Yeah that's my problem. I over think everything it drives me crazy.


----------



## Jcoj613 (May 1, 2011)

allilovespink11 said:


> Yeah that's my problem. I over think everything it drives me crazy.


If you think you won't make any friends, then chances are you won't. Tell yourself everyday you will make friends and people want to be your friend. Walk in with some confidence. Show people what a great person you are.


----------



## allilovespink11 (Aug 23, 2013)

Jcoj613 said:


> If you think you won't make any friends, then chances are you won't. Tell yourself everyday you will make friends and people want to be your friend. Walk in with some confidence. Show people what a great person you are.


I know. Its just easier said then done. I trying my best to stop worrying.


----------



## Andres124 (Oct 23, 2012)

I have no friends in college, I just roam alone.


----------



## blueman1027 (Aug 9, 2013)

Well, I'm a freshman in college right now and I'm making an effort to be more sociable in my new life. It may be easier for me to make myself be more sociable than it would for you. I do, however, want to tell you a few observations I have made in my short time at college. 

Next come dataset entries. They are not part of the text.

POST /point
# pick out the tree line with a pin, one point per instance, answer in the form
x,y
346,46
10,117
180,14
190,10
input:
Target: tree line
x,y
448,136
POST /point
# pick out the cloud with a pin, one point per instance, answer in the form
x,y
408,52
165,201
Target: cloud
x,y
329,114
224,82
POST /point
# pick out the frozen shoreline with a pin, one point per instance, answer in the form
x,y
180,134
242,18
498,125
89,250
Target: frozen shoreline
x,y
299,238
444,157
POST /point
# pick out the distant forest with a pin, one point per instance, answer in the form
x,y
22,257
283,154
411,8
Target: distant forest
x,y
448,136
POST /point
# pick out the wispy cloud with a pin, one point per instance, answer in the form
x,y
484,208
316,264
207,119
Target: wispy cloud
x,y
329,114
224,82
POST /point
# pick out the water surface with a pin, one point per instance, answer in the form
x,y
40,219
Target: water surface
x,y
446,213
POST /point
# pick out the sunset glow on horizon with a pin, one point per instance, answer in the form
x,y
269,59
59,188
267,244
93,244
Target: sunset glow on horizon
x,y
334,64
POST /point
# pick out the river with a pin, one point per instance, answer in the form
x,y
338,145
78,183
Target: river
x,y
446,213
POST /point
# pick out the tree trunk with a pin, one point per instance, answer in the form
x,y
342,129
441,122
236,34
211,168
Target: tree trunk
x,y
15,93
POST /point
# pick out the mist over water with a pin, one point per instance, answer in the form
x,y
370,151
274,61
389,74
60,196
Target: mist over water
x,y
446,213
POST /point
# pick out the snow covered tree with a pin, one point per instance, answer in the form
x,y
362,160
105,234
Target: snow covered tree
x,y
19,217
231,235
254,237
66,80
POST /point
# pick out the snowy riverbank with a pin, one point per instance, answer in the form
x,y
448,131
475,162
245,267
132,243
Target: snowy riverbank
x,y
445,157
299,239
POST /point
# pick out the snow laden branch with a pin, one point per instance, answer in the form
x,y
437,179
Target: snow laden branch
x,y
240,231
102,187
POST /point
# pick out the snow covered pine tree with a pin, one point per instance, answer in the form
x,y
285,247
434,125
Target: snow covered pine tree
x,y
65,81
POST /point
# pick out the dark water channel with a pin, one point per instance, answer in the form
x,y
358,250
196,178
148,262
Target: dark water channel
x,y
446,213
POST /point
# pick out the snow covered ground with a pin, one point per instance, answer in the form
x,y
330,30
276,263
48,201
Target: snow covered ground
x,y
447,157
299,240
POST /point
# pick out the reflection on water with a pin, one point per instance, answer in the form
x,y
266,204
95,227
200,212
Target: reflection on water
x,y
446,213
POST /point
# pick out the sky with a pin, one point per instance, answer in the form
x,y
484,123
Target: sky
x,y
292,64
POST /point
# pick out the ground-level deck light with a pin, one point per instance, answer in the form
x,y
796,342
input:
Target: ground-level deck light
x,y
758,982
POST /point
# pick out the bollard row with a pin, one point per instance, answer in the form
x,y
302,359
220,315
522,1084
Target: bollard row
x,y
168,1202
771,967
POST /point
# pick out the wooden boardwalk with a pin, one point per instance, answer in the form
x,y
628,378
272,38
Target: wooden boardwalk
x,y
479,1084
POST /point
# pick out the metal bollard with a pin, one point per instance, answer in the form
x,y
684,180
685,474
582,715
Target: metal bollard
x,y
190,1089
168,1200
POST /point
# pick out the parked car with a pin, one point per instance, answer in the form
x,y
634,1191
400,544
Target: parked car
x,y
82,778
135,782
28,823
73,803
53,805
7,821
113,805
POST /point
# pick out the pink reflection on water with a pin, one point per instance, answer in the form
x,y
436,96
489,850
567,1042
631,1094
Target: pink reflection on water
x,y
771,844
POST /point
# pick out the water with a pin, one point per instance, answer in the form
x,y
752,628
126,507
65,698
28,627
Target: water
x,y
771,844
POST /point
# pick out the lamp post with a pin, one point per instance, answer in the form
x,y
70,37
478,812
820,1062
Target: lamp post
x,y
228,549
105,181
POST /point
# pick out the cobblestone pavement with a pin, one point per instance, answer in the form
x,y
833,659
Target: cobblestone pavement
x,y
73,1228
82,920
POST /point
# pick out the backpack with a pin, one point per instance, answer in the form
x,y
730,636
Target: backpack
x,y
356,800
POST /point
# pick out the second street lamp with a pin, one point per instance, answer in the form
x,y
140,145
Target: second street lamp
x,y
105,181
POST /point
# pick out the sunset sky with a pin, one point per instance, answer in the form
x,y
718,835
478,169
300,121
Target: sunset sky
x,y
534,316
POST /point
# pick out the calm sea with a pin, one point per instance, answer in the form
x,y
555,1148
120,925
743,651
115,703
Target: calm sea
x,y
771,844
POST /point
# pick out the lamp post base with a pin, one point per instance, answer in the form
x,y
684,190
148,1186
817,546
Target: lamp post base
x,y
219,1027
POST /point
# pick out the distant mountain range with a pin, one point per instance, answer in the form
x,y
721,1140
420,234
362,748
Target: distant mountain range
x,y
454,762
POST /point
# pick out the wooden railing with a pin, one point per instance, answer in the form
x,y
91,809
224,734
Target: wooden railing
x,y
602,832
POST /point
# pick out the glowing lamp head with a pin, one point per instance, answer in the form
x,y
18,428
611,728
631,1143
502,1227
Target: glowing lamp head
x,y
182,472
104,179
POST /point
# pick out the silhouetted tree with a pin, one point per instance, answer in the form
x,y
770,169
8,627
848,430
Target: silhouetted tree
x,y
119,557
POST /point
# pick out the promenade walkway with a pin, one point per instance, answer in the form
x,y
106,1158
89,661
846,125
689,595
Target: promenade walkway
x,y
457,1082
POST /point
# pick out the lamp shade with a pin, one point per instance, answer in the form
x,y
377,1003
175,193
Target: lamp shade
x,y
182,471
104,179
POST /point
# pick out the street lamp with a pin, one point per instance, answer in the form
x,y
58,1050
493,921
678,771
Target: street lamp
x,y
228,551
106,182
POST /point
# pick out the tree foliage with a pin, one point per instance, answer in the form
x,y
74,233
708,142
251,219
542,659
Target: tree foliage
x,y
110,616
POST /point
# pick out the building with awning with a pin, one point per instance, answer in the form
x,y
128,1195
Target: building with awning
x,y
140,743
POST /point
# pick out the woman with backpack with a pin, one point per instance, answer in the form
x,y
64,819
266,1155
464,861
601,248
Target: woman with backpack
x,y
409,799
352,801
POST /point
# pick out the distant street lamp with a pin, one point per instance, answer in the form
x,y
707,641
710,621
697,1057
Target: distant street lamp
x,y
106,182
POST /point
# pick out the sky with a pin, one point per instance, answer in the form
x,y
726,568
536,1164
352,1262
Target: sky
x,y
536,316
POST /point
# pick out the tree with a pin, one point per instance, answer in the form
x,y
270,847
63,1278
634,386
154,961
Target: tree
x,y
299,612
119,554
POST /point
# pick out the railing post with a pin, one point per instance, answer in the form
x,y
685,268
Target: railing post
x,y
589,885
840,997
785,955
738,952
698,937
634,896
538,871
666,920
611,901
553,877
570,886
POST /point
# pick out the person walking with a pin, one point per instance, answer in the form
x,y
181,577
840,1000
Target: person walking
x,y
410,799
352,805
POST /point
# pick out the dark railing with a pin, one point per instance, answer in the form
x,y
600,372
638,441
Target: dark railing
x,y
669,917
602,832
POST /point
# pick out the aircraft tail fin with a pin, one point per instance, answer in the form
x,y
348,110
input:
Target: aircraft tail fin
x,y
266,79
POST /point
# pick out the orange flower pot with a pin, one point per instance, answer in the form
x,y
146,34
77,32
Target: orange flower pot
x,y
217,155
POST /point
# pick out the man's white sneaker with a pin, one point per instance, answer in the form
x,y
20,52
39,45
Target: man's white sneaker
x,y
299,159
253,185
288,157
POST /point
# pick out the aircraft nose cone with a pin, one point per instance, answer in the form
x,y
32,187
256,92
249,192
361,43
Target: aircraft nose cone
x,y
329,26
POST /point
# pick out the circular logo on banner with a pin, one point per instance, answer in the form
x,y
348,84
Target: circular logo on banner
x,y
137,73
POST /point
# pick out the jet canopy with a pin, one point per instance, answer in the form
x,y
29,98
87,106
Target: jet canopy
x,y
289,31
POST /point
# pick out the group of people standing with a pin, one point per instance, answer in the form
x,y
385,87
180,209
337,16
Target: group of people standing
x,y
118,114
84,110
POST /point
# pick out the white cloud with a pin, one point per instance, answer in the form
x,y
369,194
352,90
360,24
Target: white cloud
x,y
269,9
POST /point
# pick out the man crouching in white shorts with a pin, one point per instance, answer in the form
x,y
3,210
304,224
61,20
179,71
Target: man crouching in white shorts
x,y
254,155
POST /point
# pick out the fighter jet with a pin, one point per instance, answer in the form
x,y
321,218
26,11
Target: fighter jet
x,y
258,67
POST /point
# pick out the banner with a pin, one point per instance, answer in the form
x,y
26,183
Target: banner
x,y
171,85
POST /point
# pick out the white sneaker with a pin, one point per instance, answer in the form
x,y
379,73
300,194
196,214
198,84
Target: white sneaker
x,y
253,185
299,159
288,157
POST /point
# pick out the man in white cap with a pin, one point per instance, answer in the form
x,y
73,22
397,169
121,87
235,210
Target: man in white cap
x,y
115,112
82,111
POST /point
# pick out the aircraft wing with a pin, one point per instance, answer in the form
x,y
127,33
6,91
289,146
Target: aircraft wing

For one, sitting alone at lunch isn't much to fear. Why? Take a look around the dining hall. I'm positive that you will see others eating alone. At my university, it's very common to see people eating alone since the majority of people there are commuters and only go for class then leave.

Secondly, at least on the first week, I haven't seen too much social interaction between classmates. Most of my classes start in dead silence and people only start to talk at the end of class. This is your chance to socialize and be on level ground with everyone else. Everyone in your classes will be meeting new people. Feel free to join in!

Keep in mind that many, if not the majority of people at your college won't know squat about you. This is essentially a new beginning. I'm putting in a lot of effort to make it a great start to my new life. So far, it's gotten me some great results (aka friends and people to be comfortable talking with on a regular basis).

Moat importantly, just remember to have fun and enjoy the new experience. My first week of college was amazing. I hope yours will be too.


----------



## Letmebe (Dec 17, 2012)

Don't worry too much about it, every time I think about the friend thing I have to remember I forgot what really having friends is like in the years I was "away"..you have to realize that you are there for study not just friends.
I will be honest and say alot of my support comes from my teachers, just have fun and focus on baby steps to keep your SA in check and the rest should follow.


----------